Andrew Luck, whose shoulder injury sidelined him for the entirety of the 2017 season, went more than 600 days between starts. He's played in each of the Colts' first three games, and while his completion percentage is a career-high 68.5, his 5.3 yards per attempt is a career worst. Those stats, along with Luck's performance, suggest that his arm isn't as strong as it was before the injury.

It also explains why coach Frank Reich decided to replace Luck late in Sunday's game against the Eagles with backup Jacoby Brissett for the sole purpose of chucking a Hail Mary pass into the end zone.

Afterwards, Luck said he had no problem with taking a seat for Brissett -- "[he] has a stronger arm than I do" -- and even conceded that he didn't know if he would've been able to make that throw before the injury.

"I was never in a situation to go out there and do it," he said. "I think in this situation, to be honest, I don't know if I could go out there and do it to run around and scramble, step foot in the ground, and try to chuck it."

But amid concerns that Luck's game is now more Chad Pennington than, well, Andrew Luck pre-2017, the quarterback made it clear he can make every throw despite the lack of deep passes this season.

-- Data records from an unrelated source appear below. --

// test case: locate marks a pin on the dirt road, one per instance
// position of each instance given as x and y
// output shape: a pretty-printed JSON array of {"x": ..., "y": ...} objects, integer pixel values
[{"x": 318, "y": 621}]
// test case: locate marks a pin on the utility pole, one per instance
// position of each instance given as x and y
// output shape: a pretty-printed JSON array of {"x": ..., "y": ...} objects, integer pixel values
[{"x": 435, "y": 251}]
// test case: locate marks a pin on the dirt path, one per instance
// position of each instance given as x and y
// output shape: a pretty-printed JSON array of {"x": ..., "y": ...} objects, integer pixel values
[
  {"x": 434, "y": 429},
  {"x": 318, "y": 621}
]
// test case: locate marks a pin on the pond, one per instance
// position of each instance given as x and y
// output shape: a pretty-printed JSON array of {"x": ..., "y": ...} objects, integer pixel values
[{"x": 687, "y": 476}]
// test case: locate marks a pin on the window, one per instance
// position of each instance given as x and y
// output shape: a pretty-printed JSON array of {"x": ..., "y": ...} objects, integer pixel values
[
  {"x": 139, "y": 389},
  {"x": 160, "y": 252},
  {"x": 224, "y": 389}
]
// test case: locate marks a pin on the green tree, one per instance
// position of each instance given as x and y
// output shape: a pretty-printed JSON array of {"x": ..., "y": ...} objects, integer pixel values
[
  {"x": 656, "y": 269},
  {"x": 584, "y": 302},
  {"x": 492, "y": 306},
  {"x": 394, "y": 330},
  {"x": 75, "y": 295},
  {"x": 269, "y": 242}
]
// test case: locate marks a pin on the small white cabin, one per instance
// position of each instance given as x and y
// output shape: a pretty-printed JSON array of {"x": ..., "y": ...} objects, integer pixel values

"I know I'm at a level where I can make all the throws, and I feel confident I'm going out there with my full arsenal. I don't think there's anything physically holding me back," Luck said, via the Indianapolis Star's Jim Ayello. "The [deep passing game] can get better. It can definitely get better. We could probably look back and say if we had a couple more chunks in the first few games, maybe that would swing the tide in a way. But that's probably the truth of looking back at any game. Hindsight is 20-20. So we'll work on it. I'll work on it. Guys up front, too. Wide outs will make sure when those opportunities do present themselves, that we're making the plays."

You can see every one of Luck's deep throws this season here:

In 2016, when Luck started 15 games and had a career-best 7.8 yards per attempt, he ranked 11th in total value among all quarterbacks, via Football Outsiders. Through three games this season, he ranks 12th. So now the question becomes: Can Luck be a successful NFL quarterback even if he never fully regains the arm strength he once had?